4x4 sp matrix is 64 B. Assuming you have let's say 1024 3D objects that is 64 kB. In this day and age that is insignificant as main\GP GPU memory is concerned and will be dwarfed by even a single texture or other resources you will need.

If you experience significantly higher memory use, the problem is likely elsewhere.

Upvotes: 2

Ekzuzy
Ekzuzy

Reputation: 3437

In high-level graphics APIs like OpenGL, uniform variables were also located in a global/general uniform buffer. For convenience, it was just not exposed to developers. But uniform variables updates were performed in a similar way as in Vulkan - it was a normal data transfer to a uniform buffer.

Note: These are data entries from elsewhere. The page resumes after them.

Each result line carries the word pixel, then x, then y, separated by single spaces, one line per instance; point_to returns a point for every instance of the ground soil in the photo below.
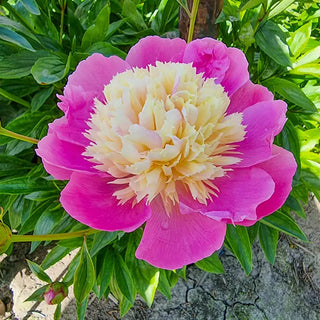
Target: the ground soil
pixel 290 289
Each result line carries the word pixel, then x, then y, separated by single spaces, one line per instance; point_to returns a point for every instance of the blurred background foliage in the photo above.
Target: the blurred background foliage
pixel 41 43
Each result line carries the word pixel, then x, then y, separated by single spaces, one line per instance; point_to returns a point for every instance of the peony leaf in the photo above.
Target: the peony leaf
pixel 31 6
pixel 292 92
pixel 124 279
pixel 268 238
pixel 15 38
pixel 272 41
pixel 105 273
pixel 238 239
pixel 299 39
pixel 84 277
pixel 284 223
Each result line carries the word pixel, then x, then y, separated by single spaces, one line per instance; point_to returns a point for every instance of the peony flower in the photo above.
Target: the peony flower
pixel 177 137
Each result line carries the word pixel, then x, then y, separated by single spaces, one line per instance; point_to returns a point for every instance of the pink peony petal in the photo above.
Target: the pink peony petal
pixel 95 72
pixel 238 197
pixel 57 172
pixel 228 66
pixel 263 122
pixel 248 95
pixel 172 241
pixel 151 49
pixel 237 74
pixel 281 168
pixel 61 154
pixel 208 56
pixel 88 199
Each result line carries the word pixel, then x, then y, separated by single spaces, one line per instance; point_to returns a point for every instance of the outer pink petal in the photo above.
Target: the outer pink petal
pixel 172 241
pixel 248 95
pixel 151 49
pixel 209 57
pixel 237 74
pixel 59 154
pixel 238 197
pixel 95 72
pixel 89 199
pixel 281 168
pixel 263 122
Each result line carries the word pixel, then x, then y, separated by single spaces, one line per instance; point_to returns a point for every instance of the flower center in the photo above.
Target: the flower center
pixel 162 129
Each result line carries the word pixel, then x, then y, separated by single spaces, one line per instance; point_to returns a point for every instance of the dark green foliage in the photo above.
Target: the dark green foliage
pixel 41 43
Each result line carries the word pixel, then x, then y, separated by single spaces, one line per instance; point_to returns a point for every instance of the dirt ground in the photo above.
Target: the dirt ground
pixel 288 290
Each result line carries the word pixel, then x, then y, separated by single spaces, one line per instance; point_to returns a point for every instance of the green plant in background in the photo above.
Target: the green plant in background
pixel 41 44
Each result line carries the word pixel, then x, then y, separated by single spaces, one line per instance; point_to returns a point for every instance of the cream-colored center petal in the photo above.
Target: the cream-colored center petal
pixel 162 126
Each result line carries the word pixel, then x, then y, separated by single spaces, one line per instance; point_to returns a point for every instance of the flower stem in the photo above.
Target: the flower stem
pixel 194 12
pixel 5 132
pixel 63 7
pixel 51 237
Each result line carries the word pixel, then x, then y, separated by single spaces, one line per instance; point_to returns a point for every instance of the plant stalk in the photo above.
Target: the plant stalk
pixel 194 12
pixel 52 237
pixel 7 133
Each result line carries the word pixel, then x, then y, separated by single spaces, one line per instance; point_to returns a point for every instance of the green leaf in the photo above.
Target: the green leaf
pixel 49 70
pixel 57 313
pixel 124 279
pixel 249 4
pixel 272 41
pixel 15 38
pixel 48 220
pixel 211 264
pixel 38 271
pixel 145 276
pixel 101 240
pixel 84 277
pixel 310 56
pixel 40 98
pixel 290 91
pixel 106 272
pixel 289 140
pixel 14 98
pixel 268 238
pixel 13 166
pixel 284 223
pixel 55 255
pixel 18 65
pixel 98 31
pixel 106 49
pixel 24 185
pixel 279 7
pixel 69 276
pixel 130 11
pixel 31 6
pixel 239 242
pixel 23 124
pixel 312 69
pixel 299 39
pixel 38 294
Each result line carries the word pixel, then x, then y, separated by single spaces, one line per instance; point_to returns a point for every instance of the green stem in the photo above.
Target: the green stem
pixel 51 237
pixel 7 133
pixel 63 7
pixel 194 12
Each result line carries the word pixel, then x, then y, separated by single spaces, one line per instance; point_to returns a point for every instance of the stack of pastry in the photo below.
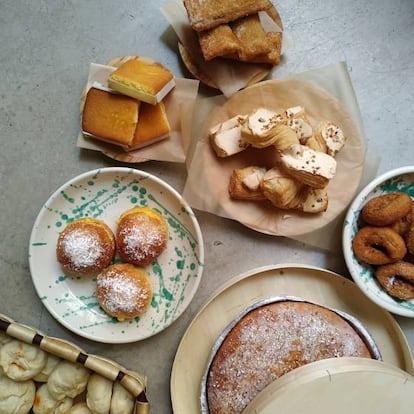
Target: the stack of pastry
pixel 304 163
pixel 236 29
pixel 129 111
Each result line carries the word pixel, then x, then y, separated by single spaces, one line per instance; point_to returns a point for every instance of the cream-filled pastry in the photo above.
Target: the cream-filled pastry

Now if You want to update a uniform variable just before drawing an object, You can do exactly the same in Vulkan. There are methods like vkCmdUpdateBuffer() or vkCmdCopyBuffer() which does exactly that. But why developers are not using such approach? Due to synchronization and impact on performance. In OpenGL this was done automatically by the driver, but it had the same impact as in Vulkan. It just wasn't exposed to developers. Vulkan shows that this isn't the best approach if You are thinking about performance. Keeping an array of uniform buffers (one per object) or a single uniform buffer with an array of uniform variables is better. You can also use push constants for this purpose. Using them is similar to the old, OpenGL-like updating uniform variables stored in a global namespace, but the amount of data is limited (128 bytes guaranteed by the spec).